The problem is, I think dhs parents will be quite upset that my aunt's and uncles etc will be there, but none of dhs. We don't have a great relationship with pils due to their pretty poor treatment of dh, but it would devastate them if we dont invite them to dds christening. If I'm honest we would both rather it was just my family, but that's not an option.

What do you think we should do?

OP posts:
StillStayingClassySanDiego · 18/04/2014 09:01

It's about what you and dh want, not his parents.

If in agreement with each other, just invite the PiL and not the extended family.

Be hard faced about it and stick to what you both want, don't rise to any emotional blackmail from them.

Koothrapanties · 18/04/2014 09:09

Emotional blackmail is their speciality. If we do this it will cause a rift. Dh has got to the point where he doesn't care anymore, but the thought of a row doesn't exactly fill me with joy.

OP posts:
StillStayingClassySanDiego · 18/04/2014 09:14

Let it cause a rift.

It's you, dh and your dd.

If dh feels like he does, bring it on.
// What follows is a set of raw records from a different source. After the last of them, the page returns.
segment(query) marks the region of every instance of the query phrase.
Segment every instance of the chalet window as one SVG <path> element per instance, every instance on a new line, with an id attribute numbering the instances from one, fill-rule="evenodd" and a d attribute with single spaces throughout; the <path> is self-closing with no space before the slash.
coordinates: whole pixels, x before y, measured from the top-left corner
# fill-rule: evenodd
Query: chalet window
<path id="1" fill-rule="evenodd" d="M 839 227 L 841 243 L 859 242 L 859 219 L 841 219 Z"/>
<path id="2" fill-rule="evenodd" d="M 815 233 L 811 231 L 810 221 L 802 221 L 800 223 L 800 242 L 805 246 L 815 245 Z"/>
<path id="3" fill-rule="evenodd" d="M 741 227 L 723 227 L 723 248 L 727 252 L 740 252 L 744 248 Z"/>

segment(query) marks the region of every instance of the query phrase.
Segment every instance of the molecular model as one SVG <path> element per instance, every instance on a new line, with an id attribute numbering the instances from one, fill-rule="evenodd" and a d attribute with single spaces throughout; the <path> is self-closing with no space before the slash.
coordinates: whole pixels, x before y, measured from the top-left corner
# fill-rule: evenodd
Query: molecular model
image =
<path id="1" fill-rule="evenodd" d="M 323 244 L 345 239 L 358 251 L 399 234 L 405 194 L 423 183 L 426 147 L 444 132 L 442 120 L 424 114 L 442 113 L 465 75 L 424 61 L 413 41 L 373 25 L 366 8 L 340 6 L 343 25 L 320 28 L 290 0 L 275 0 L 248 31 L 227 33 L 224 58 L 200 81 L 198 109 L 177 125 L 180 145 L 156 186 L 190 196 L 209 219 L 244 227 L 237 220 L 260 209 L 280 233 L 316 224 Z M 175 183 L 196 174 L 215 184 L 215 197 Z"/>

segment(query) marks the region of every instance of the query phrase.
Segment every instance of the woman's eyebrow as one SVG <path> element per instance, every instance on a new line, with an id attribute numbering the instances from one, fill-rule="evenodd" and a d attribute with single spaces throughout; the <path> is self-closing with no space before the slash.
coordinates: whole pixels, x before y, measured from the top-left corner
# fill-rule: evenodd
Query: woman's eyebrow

If it's not the christening, there'll be another time or event in the future that they will try to turn their way.

Do what you and dh want.

thebodydoestricks · 18/04/2014 09:23

Agree if a rift comes it's of theirs making.

Go ahead and just invite pil.

Koothrapanties · 18/04/2014 09:28

Thanks, I was slightly concerned that I was going to be told that I'm being completely unreasonable. I have tried to keep things equal, but it's hard when they make so little effort. I just hope it doesn't put a dampener on the day. Pils are pretty good at making a scene.

OP posts:
StillStayingClassySanDiego · 18/04/2014 09:34

Let them know in advance that its them but no extended family, get it out in the open.

If they kick off , tell them they don't have to attend if they are unhappy with your decision.

Don't back down, stay firm and stand by your choice.

Koothrapanties · 18/04/2014 09:37

I'm tempted to say that if they want a party for their family then they can host one (and bloody well pay for it)!

OP posts:
Sallyingforth · 18/04/2014 11:40

By all means invite them to the Christening. It's a religious ceremony and it would be uncharitable not to let them attend if they wish - in fact you can't really stop them.
Any sort of part or gathering afterwards is of course optional. You invite who you want, or no-one at all.